The chelator di-2-pyridylketone 4,4-dimethyl-3-thiosemicarbazone (Dp44mT) shows potent and selective anticancer and antimetastatic activity. However, the mechanism by which it is initially transported into cells to induce cytotoxicity is unknown. Hence, the current investigation examined the cellular uptake of ¹⁴C-Dp44mT relative to two structurally related ligands, namely the aroylhydrazone ¹⁴C-pyridoxal isonicotinoyl hydrazone (¹⁴C-PIH) and the thiosemicarbazone (¹⁴C-2-benzoylpyridine 4-ethyl-3-thiosemicarbazone (¹⁴C-Bp4eT). In marked contrast to the cellular uptake of ¹⁴C-PIH and ¹⁴C-Bp4eT, which were linear as a function of concentration, ¹⁴C-Dp44mT uptake was saturable using SK-N-MC neuroepithelioma cells (Bmax, 4.28 × 10⁷ molecules of chelator/cell; and Kd, 2.45 μM). Together with the fact that ¹⁴C-Dp44mT uptake was temperature-dependent and significantly (P < 0.01) decreased by competing unlabeled Dp44mT, these observations indicated a saturable transport mechanism consistent with carrier/receptor-mediated transport. Other unlabeled ligands that shared the saturated N4 structural moiety with Dp44mT significantly (P < 0.01) inhibited ¹⁴C-Dp44mT uptake, illustrating its importance for carrier/receptor recognition. Nevertheless, unlabeled Dp44mT most markedly decreased (¹⁴C-Dp44mT uptake, demonstrating that the putative carrier/receptor shows high selectivity for Dp44mT. Interestingly, in contrast to ¹⁴C-Dp44mT, uptake of its Fe complex [Fe(¹⁴C-Dp44mT)₂] was not saturable as a function of concentration and was much greater than the ligand alone, indicating an alternate mode of transport. Studies examining the tissue distribution of ¹⁴C-Dp44mT injected intravenously into a mouse tumor model demonstrated the ¹⁴C label was primarily identified in the excretory system. Collectively, these findings examining the mechanism of Dp44mT uptake and its distribution and excretion have clinical implications for its bioavailability and uptake in vivo.

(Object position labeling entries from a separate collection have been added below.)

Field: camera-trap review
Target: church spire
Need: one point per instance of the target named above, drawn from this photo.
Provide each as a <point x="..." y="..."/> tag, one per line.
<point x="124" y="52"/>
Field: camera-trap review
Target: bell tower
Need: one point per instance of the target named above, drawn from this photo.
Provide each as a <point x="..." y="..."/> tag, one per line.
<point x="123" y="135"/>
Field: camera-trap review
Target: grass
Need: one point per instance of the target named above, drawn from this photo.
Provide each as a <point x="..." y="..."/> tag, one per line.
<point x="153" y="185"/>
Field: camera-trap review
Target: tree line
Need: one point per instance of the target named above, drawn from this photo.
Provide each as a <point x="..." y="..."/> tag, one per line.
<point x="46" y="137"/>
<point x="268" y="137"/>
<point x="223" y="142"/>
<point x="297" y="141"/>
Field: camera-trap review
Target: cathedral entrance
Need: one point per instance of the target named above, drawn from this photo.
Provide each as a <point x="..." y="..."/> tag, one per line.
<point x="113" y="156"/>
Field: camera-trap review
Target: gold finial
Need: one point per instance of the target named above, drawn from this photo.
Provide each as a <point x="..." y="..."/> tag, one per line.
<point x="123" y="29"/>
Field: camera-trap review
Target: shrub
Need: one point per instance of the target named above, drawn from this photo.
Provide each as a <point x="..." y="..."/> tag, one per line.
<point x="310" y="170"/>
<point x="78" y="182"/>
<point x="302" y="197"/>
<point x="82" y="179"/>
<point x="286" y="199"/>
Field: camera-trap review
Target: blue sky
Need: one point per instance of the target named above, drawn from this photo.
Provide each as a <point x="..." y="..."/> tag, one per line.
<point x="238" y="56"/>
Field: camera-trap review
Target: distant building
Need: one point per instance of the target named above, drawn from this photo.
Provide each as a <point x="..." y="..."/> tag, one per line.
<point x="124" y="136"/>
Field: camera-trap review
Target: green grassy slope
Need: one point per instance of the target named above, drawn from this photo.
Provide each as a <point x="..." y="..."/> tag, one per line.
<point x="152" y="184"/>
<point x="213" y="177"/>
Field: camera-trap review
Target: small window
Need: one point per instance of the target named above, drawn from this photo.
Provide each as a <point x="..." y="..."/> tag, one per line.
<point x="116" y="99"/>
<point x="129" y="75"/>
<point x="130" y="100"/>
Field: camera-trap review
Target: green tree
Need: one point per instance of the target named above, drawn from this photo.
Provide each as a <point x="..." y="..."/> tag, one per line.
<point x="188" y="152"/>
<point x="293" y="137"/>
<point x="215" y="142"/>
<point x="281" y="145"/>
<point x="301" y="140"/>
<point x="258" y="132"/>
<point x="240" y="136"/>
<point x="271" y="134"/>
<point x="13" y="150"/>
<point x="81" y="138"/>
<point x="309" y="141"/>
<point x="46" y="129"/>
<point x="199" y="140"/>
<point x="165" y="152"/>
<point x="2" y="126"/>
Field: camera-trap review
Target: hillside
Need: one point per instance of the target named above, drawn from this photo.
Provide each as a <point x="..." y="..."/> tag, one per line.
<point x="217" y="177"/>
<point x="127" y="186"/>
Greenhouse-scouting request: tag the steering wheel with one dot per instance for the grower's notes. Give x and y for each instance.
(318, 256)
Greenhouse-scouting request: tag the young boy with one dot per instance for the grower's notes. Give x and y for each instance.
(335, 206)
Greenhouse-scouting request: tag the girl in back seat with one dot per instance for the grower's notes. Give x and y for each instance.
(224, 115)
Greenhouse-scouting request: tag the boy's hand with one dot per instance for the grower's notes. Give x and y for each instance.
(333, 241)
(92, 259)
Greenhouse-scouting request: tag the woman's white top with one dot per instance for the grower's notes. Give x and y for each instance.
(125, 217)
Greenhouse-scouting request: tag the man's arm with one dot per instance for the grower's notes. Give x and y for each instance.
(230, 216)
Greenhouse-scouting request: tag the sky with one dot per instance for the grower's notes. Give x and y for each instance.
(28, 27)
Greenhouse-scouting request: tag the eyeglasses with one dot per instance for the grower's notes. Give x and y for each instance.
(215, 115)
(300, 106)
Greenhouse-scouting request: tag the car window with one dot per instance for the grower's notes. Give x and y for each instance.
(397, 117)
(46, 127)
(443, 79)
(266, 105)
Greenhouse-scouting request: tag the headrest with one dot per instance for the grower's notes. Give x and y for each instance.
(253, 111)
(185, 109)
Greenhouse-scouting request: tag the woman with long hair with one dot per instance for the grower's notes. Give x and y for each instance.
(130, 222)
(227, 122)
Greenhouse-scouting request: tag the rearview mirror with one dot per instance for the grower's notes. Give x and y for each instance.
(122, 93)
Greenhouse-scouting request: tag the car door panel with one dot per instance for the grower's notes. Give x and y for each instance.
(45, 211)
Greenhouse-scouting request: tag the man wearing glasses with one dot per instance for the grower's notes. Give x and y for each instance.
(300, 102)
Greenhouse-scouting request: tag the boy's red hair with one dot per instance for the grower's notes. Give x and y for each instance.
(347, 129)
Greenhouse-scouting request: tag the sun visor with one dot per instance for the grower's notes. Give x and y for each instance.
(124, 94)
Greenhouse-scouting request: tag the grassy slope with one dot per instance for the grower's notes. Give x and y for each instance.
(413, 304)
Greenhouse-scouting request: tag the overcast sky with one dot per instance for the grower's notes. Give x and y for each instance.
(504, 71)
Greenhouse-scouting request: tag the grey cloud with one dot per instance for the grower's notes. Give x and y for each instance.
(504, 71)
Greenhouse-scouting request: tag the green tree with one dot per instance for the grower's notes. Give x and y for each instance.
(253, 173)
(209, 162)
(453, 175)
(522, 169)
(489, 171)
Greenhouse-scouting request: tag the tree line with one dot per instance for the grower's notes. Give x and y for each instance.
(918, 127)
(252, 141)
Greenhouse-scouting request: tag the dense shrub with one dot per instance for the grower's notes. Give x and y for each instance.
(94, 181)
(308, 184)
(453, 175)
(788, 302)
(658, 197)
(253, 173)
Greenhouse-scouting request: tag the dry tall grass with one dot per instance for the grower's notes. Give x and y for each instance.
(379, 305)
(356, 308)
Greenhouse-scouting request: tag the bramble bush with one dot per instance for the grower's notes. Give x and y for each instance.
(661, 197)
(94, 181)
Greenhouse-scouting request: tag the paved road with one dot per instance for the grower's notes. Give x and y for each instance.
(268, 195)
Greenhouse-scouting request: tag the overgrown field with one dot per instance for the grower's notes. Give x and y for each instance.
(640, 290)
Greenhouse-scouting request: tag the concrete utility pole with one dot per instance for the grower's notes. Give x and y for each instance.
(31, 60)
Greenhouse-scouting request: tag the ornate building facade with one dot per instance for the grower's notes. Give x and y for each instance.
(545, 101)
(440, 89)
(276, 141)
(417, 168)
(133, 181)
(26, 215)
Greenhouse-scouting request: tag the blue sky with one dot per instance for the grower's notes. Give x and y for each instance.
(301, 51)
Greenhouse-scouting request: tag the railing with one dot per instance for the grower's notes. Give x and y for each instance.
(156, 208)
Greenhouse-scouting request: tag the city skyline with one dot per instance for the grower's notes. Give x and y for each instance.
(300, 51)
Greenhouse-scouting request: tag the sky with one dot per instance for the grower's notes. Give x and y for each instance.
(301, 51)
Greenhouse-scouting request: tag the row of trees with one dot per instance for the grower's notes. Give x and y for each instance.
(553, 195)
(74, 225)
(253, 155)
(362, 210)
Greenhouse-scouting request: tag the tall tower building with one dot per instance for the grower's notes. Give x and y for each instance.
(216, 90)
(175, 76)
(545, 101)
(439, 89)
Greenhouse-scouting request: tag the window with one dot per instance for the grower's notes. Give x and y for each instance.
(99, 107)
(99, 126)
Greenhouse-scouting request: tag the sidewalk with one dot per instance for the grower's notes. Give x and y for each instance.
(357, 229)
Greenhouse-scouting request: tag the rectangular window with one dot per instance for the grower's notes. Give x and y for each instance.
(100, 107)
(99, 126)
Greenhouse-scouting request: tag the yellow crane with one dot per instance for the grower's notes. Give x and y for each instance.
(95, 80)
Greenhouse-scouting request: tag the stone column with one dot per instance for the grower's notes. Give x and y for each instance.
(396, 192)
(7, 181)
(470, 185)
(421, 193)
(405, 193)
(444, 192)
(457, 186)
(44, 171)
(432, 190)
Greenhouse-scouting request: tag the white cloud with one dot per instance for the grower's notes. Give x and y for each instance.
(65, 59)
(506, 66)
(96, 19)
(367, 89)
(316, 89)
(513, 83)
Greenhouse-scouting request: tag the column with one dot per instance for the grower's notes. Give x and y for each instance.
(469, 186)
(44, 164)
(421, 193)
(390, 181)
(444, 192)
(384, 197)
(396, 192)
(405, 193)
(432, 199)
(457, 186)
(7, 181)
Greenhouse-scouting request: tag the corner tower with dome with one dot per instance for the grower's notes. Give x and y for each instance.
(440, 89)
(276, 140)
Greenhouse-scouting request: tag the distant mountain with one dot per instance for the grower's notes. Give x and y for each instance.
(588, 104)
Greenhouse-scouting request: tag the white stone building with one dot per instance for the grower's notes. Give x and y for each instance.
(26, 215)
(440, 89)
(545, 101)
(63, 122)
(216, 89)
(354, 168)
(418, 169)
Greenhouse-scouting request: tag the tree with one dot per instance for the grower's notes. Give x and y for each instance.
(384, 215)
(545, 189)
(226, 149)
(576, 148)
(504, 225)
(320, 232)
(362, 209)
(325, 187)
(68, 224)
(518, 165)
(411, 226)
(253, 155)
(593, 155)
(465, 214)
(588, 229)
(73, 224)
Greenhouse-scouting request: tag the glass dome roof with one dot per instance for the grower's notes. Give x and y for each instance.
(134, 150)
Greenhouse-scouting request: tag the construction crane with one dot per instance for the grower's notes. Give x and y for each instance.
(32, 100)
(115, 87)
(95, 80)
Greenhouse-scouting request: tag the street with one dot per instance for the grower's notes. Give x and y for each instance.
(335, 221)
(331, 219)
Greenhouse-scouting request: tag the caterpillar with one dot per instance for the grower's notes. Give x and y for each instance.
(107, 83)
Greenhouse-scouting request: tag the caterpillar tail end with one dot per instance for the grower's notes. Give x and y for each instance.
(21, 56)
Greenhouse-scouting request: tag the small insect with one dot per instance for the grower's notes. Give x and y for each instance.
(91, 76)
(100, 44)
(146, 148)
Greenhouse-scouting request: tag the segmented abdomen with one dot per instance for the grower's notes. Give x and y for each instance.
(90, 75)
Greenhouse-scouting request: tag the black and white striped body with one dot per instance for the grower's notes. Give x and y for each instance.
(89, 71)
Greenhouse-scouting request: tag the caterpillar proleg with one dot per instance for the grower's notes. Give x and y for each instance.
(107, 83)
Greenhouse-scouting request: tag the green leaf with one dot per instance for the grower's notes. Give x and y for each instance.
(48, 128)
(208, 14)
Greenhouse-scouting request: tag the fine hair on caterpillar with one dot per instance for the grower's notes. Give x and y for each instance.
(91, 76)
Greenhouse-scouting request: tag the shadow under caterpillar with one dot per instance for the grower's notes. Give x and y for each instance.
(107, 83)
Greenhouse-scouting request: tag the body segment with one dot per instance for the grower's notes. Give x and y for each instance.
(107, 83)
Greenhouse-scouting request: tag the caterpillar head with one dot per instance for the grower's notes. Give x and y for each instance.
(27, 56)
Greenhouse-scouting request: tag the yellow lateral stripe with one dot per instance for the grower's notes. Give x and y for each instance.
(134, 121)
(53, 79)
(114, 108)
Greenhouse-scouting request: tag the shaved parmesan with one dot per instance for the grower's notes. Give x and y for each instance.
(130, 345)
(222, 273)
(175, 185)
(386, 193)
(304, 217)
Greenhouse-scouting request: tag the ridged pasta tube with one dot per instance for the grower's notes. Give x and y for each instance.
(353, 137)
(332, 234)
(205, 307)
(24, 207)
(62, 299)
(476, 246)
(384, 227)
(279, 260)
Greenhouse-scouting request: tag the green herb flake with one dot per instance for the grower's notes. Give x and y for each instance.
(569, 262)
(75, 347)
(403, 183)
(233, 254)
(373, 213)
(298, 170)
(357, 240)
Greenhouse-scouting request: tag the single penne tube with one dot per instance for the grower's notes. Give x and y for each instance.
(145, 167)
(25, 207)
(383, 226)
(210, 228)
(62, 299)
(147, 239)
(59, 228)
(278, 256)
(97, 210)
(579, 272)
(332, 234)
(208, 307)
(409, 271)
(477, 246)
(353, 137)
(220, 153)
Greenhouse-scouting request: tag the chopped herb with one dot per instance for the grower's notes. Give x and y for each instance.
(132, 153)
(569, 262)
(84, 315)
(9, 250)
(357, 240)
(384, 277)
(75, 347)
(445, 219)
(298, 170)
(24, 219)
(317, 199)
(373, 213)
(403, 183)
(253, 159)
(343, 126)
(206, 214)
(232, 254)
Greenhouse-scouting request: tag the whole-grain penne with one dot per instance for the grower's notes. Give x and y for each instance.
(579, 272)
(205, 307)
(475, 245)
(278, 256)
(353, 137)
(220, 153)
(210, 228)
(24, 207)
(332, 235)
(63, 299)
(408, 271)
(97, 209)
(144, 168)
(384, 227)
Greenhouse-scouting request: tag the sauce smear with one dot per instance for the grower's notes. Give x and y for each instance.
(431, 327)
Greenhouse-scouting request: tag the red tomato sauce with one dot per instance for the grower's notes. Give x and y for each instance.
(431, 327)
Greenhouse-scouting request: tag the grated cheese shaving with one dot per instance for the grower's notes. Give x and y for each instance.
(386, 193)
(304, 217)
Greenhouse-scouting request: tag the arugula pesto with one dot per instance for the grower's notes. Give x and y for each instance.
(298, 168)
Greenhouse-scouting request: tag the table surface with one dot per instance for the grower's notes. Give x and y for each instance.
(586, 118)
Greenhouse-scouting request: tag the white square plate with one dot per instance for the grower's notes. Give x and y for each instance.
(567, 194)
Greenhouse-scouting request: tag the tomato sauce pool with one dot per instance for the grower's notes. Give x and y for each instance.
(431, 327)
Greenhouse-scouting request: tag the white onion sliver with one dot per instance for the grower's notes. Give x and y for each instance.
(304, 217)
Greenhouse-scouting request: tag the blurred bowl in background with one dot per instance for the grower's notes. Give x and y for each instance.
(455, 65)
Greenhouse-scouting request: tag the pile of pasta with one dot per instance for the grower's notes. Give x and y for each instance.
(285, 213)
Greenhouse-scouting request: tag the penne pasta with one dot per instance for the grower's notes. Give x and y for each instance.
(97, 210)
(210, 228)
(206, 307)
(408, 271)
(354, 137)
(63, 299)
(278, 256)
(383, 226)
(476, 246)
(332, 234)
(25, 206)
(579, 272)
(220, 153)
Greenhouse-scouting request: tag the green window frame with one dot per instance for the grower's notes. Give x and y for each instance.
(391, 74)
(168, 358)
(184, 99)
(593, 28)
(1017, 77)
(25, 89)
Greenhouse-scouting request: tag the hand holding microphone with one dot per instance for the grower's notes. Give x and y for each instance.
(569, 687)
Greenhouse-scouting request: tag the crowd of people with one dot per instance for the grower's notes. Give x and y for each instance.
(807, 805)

螯合剂二吡啶酮 4,4-二甲基-3-硫代缩氨基脲(Dp44mT)具有很强的选择性抗肿瘤和抗转移活性。然而,其最初被细胞摄取以诱导细胞毒性的机制尚不清楚。因此,目前的研究检测了相对于两种结构相关配体,即芳基酰肼 ¹⁴C-吡啶醛异烟酰基腙(¹⁴C-PIH)和硫代缩氨基脲(¹⁴C-2-苯甲酰基吡啶 4-乙基-3-硫代缩氨基脲(¹⁴C-Bp4eT)的¹⁴C-Dp44mT 的细胞摄取。与 ¹⁴C-PIH 和 ¹⁴C-Bp4eT 的细胞摄取呈浓度依赖性的线性形成鲜明对比的是,使用 SK-N-MC 神经上皮细胞瘤细胞,¹⁴C-Dp44mT 的摄取是饱和的(Bmax,4.28×107 个螯合剂/细胞;Kd,2.45 μM)。¹⁴C-Dp44mT 的摄取与温度有关,并且明显(P < 0.01)被未标记的 Dp44mT 竞争降低,这些观察结果表明存在一种饱和的转运机制,与载体/受体介导的转运一致。其他与 Dp44mT 共享饱和 N4 结构部分的未标记配体显著(P < 0.01)抑制了¹⁴C-Dp44mT 的摄取,说明了其对载体/受体识别的重要性。然而,未标记的 Dp44mT 最显著地降低了(¹⁴C-Dp44mT 的摄取,表明假定的载体/受体对 Dp44mT 具有很高的选择性。有趣的是,与 ¹⁴C-Dp44mT 相反,其 Fe 配合物[Fe(¹⁴C-Dp44mT)₂]的摄取不是浓度依赖性的饱和,并且远远大于单独的配体,表明存在另一种转运方式。研究检查了静脉注射到小鼠肿瘤模型中的¹⁴C-Dp44mT 的组织分布,表明¹⁴C 标记主要在排泄系统中被识别。总的来说,这些研究 Dp44mT 摄取机制及其分布和排泄的研究结果对其在体内的生物利用度和摄取具有临床意义。